Congratulations are also due to UW-Madison professors Gregg Mitman and Henry Drewal who have won prestigious Guggenheim Professorships. Guggenheims are much coveted because they support work in the liberal arts and humanities, fields sometimes overlooked. Professor Mitman will use his award to help him complete a book to be published by Yale University on the effects that hay fever sufferers have had on advancing the conservation movement in the United States. Professor Drewal will use his award to complete a book on African art. We are proud to have two of the nations 185 Guggenheim scholars here in Wisconsin.

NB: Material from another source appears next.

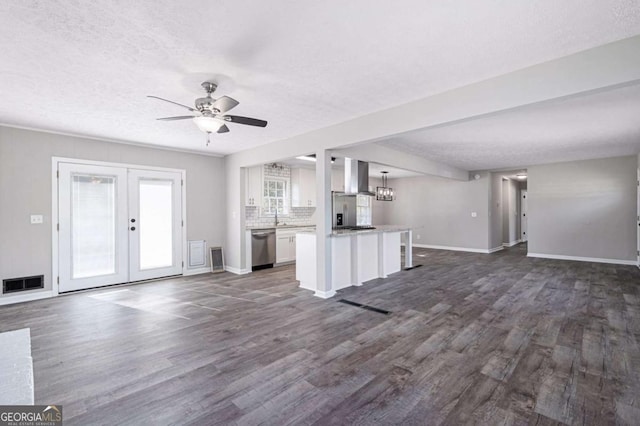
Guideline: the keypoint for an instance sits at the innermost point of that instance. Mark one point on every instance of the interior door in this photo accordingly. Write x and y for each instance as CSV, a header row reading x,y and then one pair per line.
x,y
523,216
155,224
93,240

Dean Sidney Bremer Retirement
I’d like to acknowledge the retirement of Dean Sid Bremer, who has served as dean of the UW-Marinette college for nine years. UW-Marinette is one of our smallest and most beautiful two year campuses located in the birch woods on Lake Michigan. It has been the location for the UW System’s Faculty College for 20 years, a retreat for senior master teachers where the improvement of college teaching is a serious subject of study and examination every year. More importantly, under Sid Bremer’s leadership, UW-Marinette has become a critical element of that small community giving it cultural focus and a working partner in many community development efforts. If you haven’t been there, summer is a wonderful time to visit. We wish Sid Bremer a rewarding and fulfilling retirement and thank her for her nine years of leadership there.
UW System Business Consortium Graduates First Online MBA Class
Eleven UW-Eau Claire students this month will be the first to earn their MBA’s completely online. UW-Eau Claire offers the online MBA program as part of a UW System business consortium that includes UW-Eau Claire, UW-La Crosse, UW-Oshkosh, and UW-Parkside. The MBA courses are taught by faculty from the four participating campuses, all of which have accredited programs. The arrangement allows campuses to share resources, and the UW System provides support to e-learners.

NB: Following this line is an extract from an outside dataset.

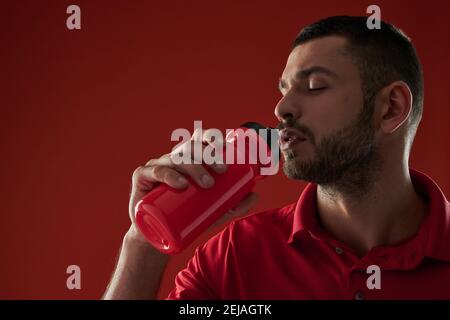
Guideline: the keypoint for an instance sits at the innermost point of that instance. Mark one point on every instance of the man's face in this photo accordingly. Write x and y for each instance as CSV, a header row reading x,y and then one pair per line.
x,y
329,136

One hundred students are currently enrolled in the online tract, with students living on both the coasts, as well as in Florida, North Carolina, Minnesota, and Wisconsin.
Online Learning Tool
A convenient new online learning tool helps Wisconsin Entrepreneur hopefuls make informed decisions about starting new businesses. “First Steps Towards Starting a Business,” a Web-based distance learning module collaboratively designed by
UW-Extension’s Small Business Development Center and UW Learning Innovations, is nearing completion. Starting in mid-May, aspiring business owners can access the module at their convenience using “First Steps” tools to assess the personal, financial, and market feasibility of going into business. Last year businesses assisted by the Wisconsin SBDC increased sales by $45.3 million, created 655 new jobs, and retained 194 other employees. These businesses also generated $2.4 million in state tax revenues and obtained $12.13 million in financing.